CRUSO, N.C. — Winding up the mountain roads below the Blue Ridge Parkway, mobile home parks along the Pigeon River are washed away, houses sit knocked off foundations, cars look like they were tossed down the river.

Torrential rains from Tropical Depression Fred caused flash floods Tuesday in Cruso, along the Pigeon River, and other communities in Haywood County. Four people died and five are still missing in the county, the sheriff said Friday.

The Cruso community, west of Asheville, is still closed off to outsiders as teams search for the missing and begin the long process of cleaning up. Two men who died, Frank Mungo, 86, and Franklin McKenzie, 68, were both found in the Cruso area, according to officials who have not announced the identities of the other two deaths.


What You Need To Know

  • Rains from Tropical Depression Fred drenched western North Carolina and caused major flooding in some areas Tuesday

  • Four people died in the flood and five are still missing, officials said Friday

  • Along the Pigeon River in Cruso, the floods washed away mobile home parks and knocked some houses off their foundations

  • Crews continue to search for the missing and are beginning the long process of cleaning up and rebuilding

 

The river was still high Friday, but nothing like what the people here experienced earlier this week. Broken trees, debris from smashed homes, even cars line the river, left on the banks as the water receded. 

The river peaked in nearby Canton at almost 20 feet.

Teams from around the region searched the river in rafts and by foot Friday. At least 225 people from search and rescue teams came to help out, including using search dogs and drones, Haywood County officials said.

Driving up past the police checkpoints, Jared Williams said the water rose in his grandmother’s house, on a creek near the river, until it was chest-high in her kitchen.

“She was on the phone with my cousin when the line went dead,” Williams said from behind the wheel of his pickup Friday.

Emergency workers at first wouldn’t let Williams' uncle back in to get his dog. When his uncle managed to get back to the house, he had to swim to the porch and found the dog treading water, Williams said. His family members and the dog survived the flood, he said.

Williams, 34, is a Marine Corps vet and lives over the border in Eastern Tennessee. He came to check on his grandmother’s house Thursday and was back again Friday to start cleaning up.

“I’ve seen this kind of destruction before, but it was in a warzone,” Williams said, referring to his 2007 tour in Iraq.
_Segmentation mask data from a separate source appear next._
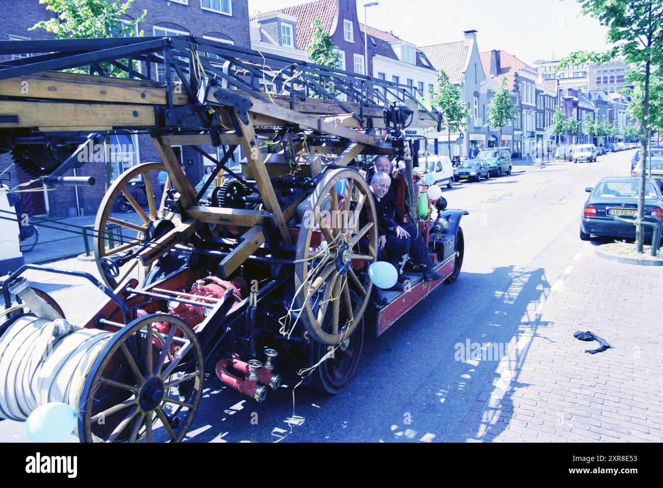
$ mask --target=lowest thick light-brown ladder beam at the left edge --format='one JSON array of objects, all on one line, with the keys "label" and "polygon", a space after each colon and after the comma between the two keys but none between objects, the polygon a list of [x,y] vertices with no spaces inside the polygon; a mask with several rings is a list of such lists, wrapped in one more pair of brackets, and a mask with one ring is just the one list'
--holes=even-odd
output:
[{"label": "lowest thick light-brown ladder beam at the left edge", "polygon": [[107,127],[156,127],[154,107],[146,105],[2,100],[0,118],[5,118],[0,119],[0,128],[78,128],[86,122]]}]

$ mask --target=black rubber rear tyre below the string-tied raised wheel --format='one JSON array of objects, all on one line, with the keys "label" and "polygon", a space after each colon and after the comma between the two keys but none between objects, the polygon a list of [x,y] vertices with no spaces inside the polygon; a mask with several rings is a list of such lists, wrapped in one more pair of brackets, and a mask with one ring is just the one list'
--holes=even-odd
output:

Williams said his grandmother has lived in that house since before he was born. It flooded once before, in 2004.

“They said that was a 100-year flood,” he said. He didn’t think it could flood like that again, but it did. And this time the water rose even higher.

More than a dozen bridges were washed away or heavily damaged in the flood, and that number doesn’t include private bridges, according to Haywood County Emergency Services Director Travis Donaldson.

“In places in Crusco there is what I would call almost complete destruction,” he said.

The site of a mobile home park in Cruso where many of the homes were washed away in the flash flood. (Photo: Charles Duncan)

 

"The amount of 911 calls our 911 dispatchers took that night was astronomical. They couldn't answer the phone quick enough to grab the next one,” Donaldson said. “They were drowning in phone calls while others we're drowning in Cruso."

Downriver, in the Bethel community, Adele Barcia said she had to be rescued from her home as the water came up. A search and rescue team from Greenville, South Carolina, had to cross through rushing water and use a ladder to rescue her and her brother, she said.

“We heard there was going to be a flood, we had no idea the magnitude,” she said. “It came up bad and it kept rising.”

She said there was 10 to 12 feet of water in her front yard.

 

A long road ahead

It will take years to rebuild from the destruction in this part of Haywood County, Sheriff Greg Christopher said.

"It's heartbreaking,” he said. “I actually live in the Bethel community, and this is my 42nd year in law enforcement. I've grown up here.”

“Whenever I see people who have lost everything that they've ever worked for — as I drive through and get out to speak to them,” he said. “The sad part is the only thing right now I can offer them is a hug and tell them that I love them, and we're gonna be there to support them to work through this tragic situation."

The county still has a shelter open with seven people, Donaldson said. Officials said they are still not sure how many people were displaced by the floods, but the number is likely quite high given the number of homes that were destroyed Tuesday.

In Canton, crews have been out cleaning mud from the roads and starting to put things back together.

The river was still high Friday as crews continued to search for the missing and clean up the wreckage from Tuesday's flooding. (Photo: Charles Duncan)

 

“We have suffered a catastrophic event. We have lost our town hall, we have lost our police department, our fire department, our businesses, our football field. The things that make us a community, physically,” Canton Mayor Zeb Smathers said Thursday.

Department of Transportation dump trucks lined up Friday in many of the flooded areas and crews were starting to clean up the massive debris fields. People began to pile up the remnants of their flooded homes, beginning a cleanup that will take months.